理想の瞳を持つオトコ ~side·彩~
シャワーを浴びて髪をセットし直し、メイクをして、パステルグリーンがベースの千鳥格子のワンピースに、白のボレロを合わせる。
お兄さんとの食事を意識して、少し清楚にまとめてみた。
荷物を纏めてイッセイの部屋へ向かい、インターホンを鳴らすと…
「おかえり」
笑顔のイッセイが、ドアを開けてくれる。
「可愛エエし似合てると思うけど、兄貴を意識してのコトやろ?
…ホンマに大丈夫なんか?」
申し訳なさそうに、私の顔を覗きこむイッセイに…
「うん。

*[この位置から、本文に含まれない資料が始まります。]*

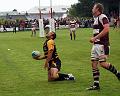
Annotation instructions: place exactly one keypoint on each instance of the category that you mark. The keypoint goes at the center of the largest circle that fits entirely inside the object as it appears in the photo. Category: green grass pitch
(20, 75)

大丈夫」
と、ぎこちない笑顔を作りながら、
『何を起きてもいいように、メイクもウォータープルーフだし…』
という言葉は、飲み込んだ。
初めから、悪者キャラに仕立てちゃいけないもんね。
「兄貴とは、18時半に待ち合わせしたから…
もう少ししたら出よか」
腕時計に目を落としたイッセイに頷くと…
「ほな、時間まで…
たまにはチューでもしようか?」
なんて、言い出すから…
「そればっかりしてない?」
眉を寄せて、聞き返す。
「飽きた?
色々と工夫したつもりやったんだけど…
至らんでゴメンな」
シュンとした表情になる、イッセイに…
「飽きてない!
全然、飽きたりなんかしてないし…
むしろ、いつも…
『もっと』なんて思っちゃうくらいで…」
そこまで言って、ハッと気づいて赤面する私と…
吹き出して笑う、イッセイのタイミングは、同じで…
「そこまで言うて貰たなら、男として期待に応えんわけにはいかんなぁ…」
ニヤリと笑う、イッセイの腕に捕らえられ…
いとも簡単に、その胸に抱き寄せられた。